Кучеру она бросила наудачу адрес какой-то модистки, а Ле Мениль пошел прочь легкой и быстрой, на этот раз чуть неровной походкой.
От встречи у нее осталось тревожное чувство и какой-то неприятный осадок. Уж раз суждено было встретиться с ним, она предпочла бы видеть его таким же грубым, каким он был во Флоренции.
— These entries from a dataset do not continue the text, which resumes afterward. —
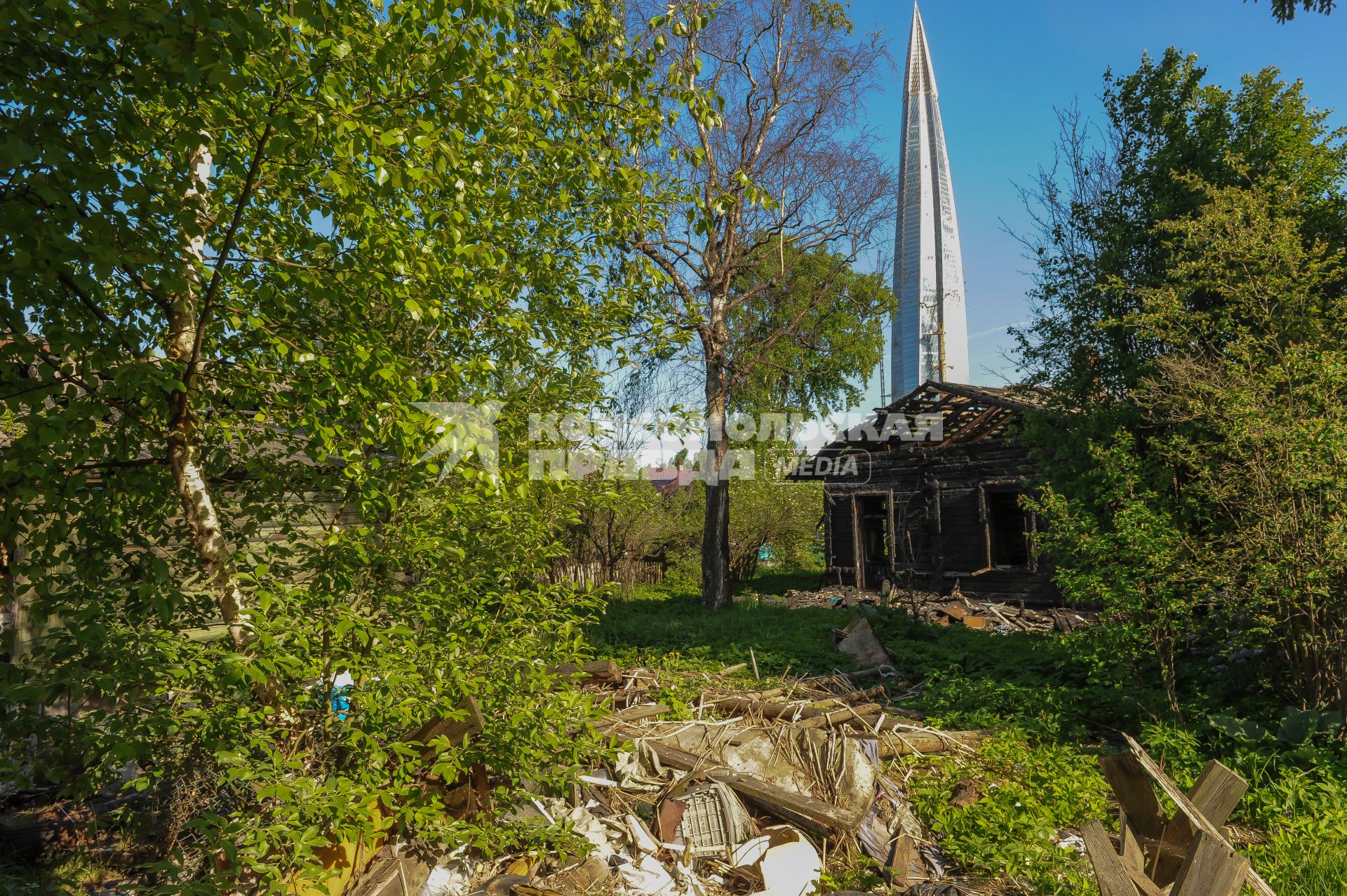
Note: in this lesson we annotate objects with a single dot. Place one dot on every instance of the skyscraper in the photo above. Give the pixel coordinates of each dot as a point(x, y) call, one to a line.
point(930, 330)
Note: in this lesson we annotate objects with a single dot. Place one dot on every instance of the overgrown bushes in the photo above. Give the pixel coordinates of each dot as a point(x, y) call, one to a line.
point(1190, 321)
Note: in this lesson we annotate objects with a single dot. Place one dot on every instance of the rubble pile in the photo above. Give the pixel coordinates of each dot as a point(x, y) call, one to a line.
point(749, 795)
point(956, 608)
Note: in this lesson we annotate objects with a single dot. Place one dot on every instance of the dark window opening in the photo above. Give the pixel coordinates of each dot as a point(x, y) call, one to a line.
point(1010, 526)
point(875, 528)
point(913, 524)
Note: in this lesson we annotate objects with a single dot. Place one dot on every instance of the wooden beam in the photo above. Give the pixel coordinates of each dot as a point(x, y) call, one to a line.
point(1212, 868)
point(1215, 794)
point(632, 714)
point(591, 673)
point(1111, 872)
point(1191, 811)
point(1134, 793)
point(806, 811)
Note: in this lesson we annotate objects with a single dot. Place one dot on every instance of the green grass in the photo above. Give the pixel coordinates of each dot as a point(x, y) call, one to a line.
point(666, 627)
point(1057, 701)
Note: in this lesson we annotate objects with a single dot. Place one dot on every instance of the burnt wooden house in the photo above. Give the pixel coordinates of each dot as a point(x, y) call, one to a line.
point(927, 495)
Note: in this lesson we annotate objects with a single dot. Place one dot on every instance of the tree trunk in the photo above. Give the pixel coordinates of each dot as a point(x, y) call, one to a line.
point(184, 439)
point(716, 534)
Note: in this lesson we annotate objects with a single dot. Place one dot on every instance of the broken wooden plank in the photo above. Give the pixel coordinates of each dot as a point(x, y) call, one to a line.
point(1215, 794)
point(1212, 868)
point(1144, 884)
point(818, 717)
point(805, 811)
point(1191, 811)
point(632, 714)
point(1134, 793)
point(1129, 844)
point(1111, 872)
point(911, 743)
point(591, 673)
point(455, 729)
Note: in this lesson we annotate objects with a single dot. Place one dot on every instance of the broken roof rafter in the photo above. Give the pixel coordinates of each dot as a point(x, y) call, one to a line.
point(969, 414)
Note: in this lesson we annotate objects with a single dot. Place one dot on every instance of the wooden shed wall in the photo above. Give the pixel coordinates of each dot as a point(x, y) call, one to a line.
point(941, 527)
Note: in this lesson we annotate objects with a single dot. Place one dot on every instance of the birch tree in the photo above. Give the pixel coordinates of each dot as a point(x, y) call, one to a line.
point(779, 165)
point(239, 246)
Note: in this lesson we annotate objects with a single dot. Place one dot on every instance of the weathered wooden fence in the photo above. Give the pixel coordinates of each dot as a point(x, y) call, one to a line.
point(628, 572)
point(1162, 855)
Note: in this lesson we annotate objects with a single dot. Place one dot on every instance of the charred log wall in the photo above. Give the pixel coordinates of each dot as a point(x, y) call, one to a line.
point(942, 524)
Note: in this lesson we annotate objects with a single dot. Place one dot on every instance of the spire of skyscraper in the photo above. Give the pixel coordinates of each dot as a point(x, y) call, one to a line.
point(930, 330)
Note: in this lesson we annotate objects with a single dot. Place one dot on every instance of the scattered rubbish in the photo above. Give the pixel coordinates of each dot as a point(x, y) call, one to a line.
point(711, 820)
point(1186, 853)
point(859, 642)
point(965, 794)
point(1066, 840)
point(784, 859)
point(938, 609)
point(735, 801)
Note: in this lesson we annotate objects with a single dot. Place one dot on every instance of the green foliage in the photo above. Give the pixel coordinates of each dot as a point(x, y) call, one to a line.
point(1029, 794)
point(1190, 321)
point(237, 247)
point(1051, 698)
point(831, 319)
point(1285, 10)
point(667, 627)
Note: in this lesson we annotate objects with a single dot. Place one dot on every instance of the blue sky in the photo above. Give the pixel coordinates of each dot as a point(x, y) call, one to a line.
point(1001, 69)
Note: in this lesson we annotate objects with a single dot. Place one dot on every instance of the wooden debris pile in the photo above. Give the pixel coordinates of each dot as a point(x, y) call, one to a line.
point(953, 609)
point(1159, 855)
point(746, 791)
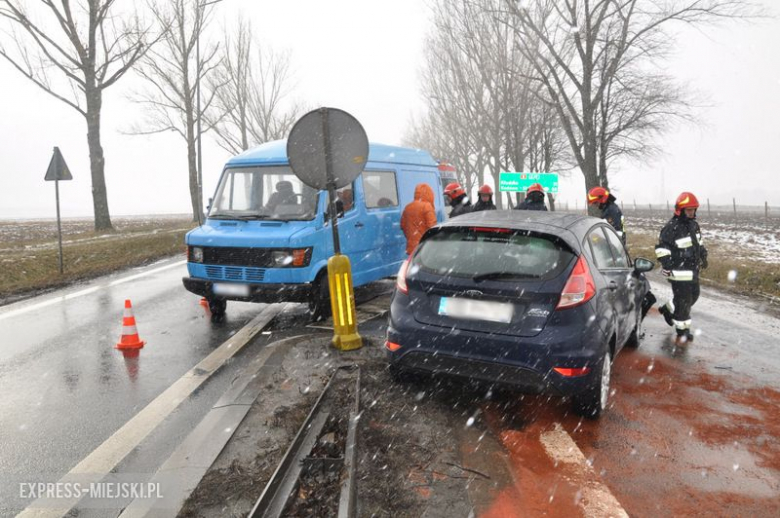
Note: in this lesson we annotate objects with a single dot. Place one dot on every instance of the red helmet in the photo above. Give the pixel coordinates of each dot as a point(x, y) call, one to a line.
point(598, 195)
point(686, 200)
point(454, 190)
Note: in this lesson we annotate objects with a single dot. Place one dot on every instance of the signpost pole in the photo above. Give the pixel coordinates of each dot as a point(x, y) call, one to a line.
point(331, 183)
point(58, 170)
point(59, 224)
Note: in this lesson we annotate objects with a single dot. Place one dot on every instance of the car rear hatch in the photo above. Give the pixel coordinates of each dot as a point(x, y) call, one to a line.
point(490, 280)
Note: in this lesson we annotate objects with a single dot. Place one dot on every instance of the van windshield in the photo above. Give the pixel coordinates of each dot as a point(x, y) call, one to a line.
point(271, 192)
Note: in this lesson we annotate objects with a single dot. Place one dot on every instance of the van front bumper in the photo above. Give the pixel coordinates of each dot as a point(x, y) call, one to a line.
point(257, 292)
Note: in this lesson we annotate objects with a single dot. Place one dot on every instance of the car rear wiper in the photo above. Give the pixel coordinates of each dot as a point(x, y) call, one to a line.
point(499, 275)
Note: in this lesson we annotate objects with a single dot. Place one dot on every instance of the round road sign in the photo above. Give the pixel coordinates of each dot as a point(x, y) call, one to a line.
point(327, 142)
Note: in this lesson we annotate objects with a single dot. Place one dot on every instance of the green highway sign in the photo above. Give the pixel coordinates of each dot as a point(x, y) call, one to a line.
point(517, 182)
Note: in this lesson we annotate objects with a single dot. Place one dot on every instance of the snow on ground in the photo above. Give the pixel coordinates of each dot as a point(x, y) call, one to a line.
point(749, 236)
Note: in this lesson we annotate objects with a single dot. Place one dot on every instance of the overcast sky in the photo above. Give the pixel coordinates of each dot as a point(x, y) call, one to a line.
point(366, 57)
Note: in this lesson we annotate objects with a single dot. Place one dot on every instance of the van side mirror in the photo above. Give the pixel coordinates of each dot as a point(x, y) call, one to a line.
point(643, 265)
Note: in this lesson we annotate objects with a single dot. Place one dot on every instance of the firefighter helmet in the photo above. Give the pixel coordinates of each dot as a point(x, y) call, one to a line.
point(686, 200)
point(454, 190)
point(598, 195)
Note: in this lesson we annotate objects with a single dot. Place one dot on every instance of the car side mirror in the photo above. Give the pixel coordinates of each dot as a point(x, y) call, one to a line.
point(643, 265)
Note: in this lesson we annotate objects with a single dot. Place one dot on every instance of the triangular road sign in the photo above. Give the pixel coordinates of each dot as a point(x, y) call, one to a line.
point(58, 169)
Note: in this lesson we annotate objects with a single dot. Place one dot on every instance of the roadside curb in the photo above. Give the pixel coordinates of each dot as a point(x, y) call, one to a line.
point(188, 464)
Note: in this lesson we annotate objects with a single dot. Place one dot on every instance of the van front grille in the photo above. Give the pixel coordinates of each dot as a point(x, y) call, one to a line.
point(221, 273)
point(233, 256)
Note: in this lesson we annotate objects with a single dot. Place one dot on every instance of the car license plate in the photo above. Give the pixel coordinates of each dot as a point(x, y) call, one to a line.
point(476, 309)
point(234, 290)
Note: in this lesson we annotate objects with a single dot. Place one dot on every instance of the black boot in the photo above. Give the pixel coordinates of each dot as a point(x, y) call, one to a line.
point(666, 314)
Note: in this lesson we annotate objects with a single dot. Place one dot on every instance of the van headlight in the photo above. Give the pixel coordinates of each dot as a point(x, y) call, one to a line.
point(196, 254)
point(281, 258)
point(294, 258)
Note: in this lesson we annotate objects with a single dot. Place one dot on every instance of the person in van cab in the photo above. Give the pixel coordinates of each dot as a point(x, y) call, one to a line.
point(485, 201)
point(418, 216)
point(534, 199)
point(458, 200)
point(284, 195)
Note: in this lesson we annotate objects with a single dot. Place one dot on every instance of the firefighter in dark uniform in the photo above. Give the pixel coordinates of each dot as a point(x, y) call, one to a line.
point(485, 201)
point(534, 199)
point(682, 255)
point(458, 200)
point(609, 209)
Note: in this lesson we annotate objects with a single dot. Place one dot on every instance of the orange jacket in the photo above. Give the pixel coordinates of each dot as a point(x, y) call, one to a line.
point(418, 216)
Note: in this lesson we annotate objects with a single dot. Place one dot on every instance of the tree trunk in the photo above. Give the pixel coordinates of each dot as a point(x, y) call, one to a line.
point(97, 162)
point(193, 168)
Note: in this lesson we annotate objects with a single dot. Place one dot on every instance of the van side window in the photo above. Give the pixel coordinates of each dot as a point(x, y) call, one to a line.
point(345, 199)
point(380, 189)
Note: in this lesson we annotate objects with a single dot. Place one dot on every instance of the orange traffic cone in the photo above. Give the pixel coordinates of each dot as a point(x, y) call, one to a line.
point(130, 339)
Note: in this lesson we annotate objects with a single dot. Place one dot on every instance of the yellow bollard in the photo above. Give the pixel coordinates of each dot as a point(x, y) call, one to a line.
point(342, 303)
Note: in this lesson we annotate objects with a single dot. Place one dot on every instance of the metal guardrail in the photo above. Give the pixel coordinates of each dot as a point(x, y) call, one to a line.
point(280, 489)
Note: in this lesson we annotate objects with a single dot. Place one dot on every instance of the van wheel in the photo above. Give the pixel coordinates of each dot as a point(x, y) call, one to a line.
point(593, 401)
point(218, 308)
point(319, 299)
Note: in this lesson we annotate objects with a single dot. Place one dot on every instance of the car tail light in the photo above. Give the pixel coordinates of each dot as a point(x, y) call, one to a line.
point(570, 372)
point(580, 287)
point(400, 281)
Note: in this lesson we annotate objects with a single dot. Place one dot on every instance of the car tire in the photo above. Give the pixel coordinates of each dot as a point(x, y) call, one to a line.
point(592, 402)
point(218, 308)
point(636, 336)
point(319, 301)
point(400, 375)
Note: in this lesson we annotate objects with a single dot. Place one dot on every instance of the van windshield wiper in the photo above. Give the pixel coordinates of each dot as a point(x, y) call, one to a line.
point(501, 275)
point(241, 217)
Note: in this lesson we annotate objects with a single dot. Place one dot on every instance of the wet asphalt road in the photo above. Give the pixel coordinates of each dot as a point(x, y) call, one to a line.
point(65, 389)
point(689, 431)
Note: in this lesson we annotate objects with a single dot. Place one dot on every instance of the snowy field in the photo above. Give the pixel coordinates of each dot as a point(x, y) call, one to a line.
point(750, 235)
point(28, 232)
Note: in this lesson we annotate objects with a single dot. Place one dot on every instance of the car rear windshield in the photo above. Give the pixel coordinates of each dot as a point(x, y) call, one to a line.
point(493, 254)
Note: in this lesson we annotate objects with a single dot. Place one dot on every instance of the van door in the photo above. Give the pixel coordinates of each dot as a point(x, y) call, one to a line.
point(383, 223)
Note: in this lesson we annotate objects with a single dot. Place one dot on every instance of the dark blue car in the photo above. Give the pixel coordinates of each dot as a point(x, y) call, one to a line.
point(539, 301)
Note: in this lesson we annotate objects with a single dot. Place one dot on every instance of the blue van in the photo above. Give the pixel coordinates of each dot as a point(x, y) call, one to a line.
point(267, 237)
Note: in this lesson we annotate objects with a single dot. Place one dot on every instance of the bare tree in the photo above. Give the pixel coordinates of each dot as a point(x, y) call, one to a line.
point(74, 52)
point(251, 85)
point(599, 61)
point(172, 74)
point(483, 94)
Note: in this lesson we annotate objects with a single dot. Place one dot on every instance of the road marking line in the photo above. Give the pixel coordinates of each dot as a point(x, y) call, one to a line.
point(70, 296)
point(597, 500)
point(108, 455)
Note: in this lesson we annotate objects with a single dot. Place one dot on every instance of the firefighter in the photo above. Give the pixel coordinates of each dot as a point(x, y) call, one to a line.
point(534, 199)
point(609, 209)
point(458, 200)
point(681, 252)
point(485, 201)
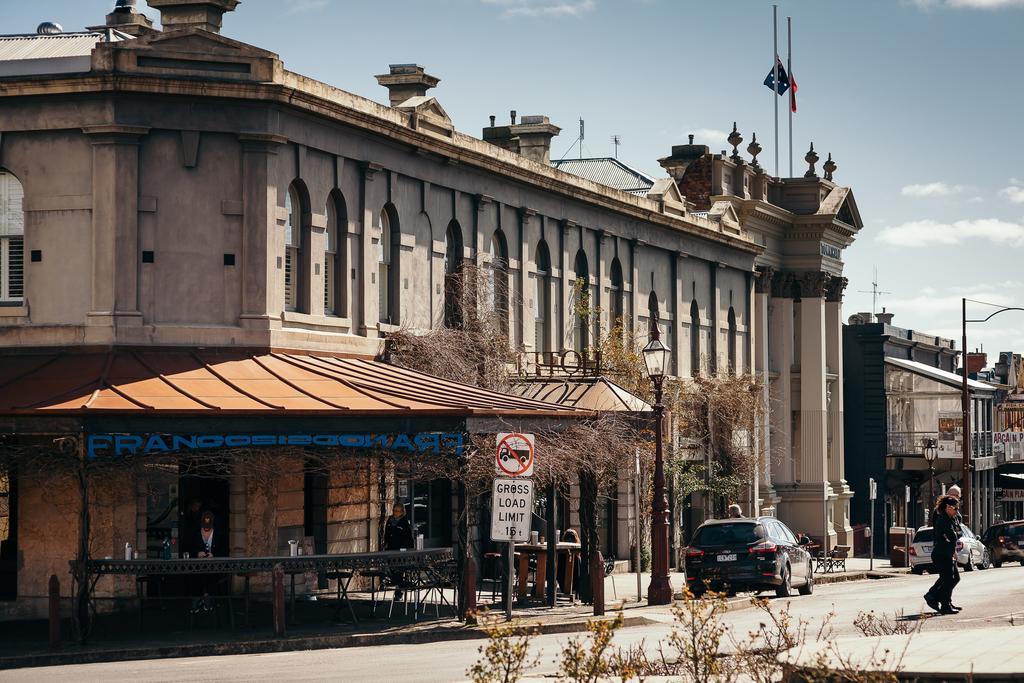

На углу улицы она быстро крикнула кучеру:
— Улица Демур в Тернах.
XXXII
Это было в пятницу, в опере. Занавес только что опустился, скрыв лабораторию Фауста. В глубине волнующегося партера зрители наводили бинокли и осматривали красный с золотом зал — необъятное пространство, залитое светом. В темных углублениях лож виднелись женские головки, обнаженные плечи, сверкавшие драгоценностями. Амфитеатр нависал над партером длинной гирляндой из цветов, бриллиантов, причесок, человеческих тел, газа и шелка. В ложах у авансцены можно было увидеть жену австрийского посла и герцогиню Гледвин, в амфитеатре — Берту д'Изиньи и Джен Тюлль, которая вчера стала знаменита благодаря самоубийству ее любовника; в ложах — г-жу Берар дела Малль, с опущенными глазами — длинные ресницы бросали тень на ее нежные щеки, — великолепную княгиню Сенявину — прикрываясь веером, она зевала, как пантера, — г-жу де Морлен, сидевшую между двумя молодыми дамами, в которых она воспитывала изящество ума; г-жу Мейан, с ее неоспоримой тридцатилетней славой всепокоряющей красавицы; чопорную г-жу Бертье д'Эзелль с серо-стальными волосами, усеянными бриллиантами. Ее красное лицо лишь подчеркивало величавую строгость позы. Она привлекала внимание. Утром стало известно, что после того, как провалился план Гарена, г-н Бертье д'Эзелль принял на себя задачу — составить правительство. Это уже почти было сделано. Газеты печатали список, в котором на долю Мартен-Беллема приходились финансы. Но бинокли напрасно поворачивались к ложе графини Мартен; ложа была пуста.
Нескончаемый гул голосов наполнял театр. В третьем ряду партера генерал Ларивьер, стоя у своего кресла, разговаривал с генералом де ла Бришем.
— Скоро я сделаю то же, что и ты, старый товарищ, — поеду в Турень, буду жить на лоне природы.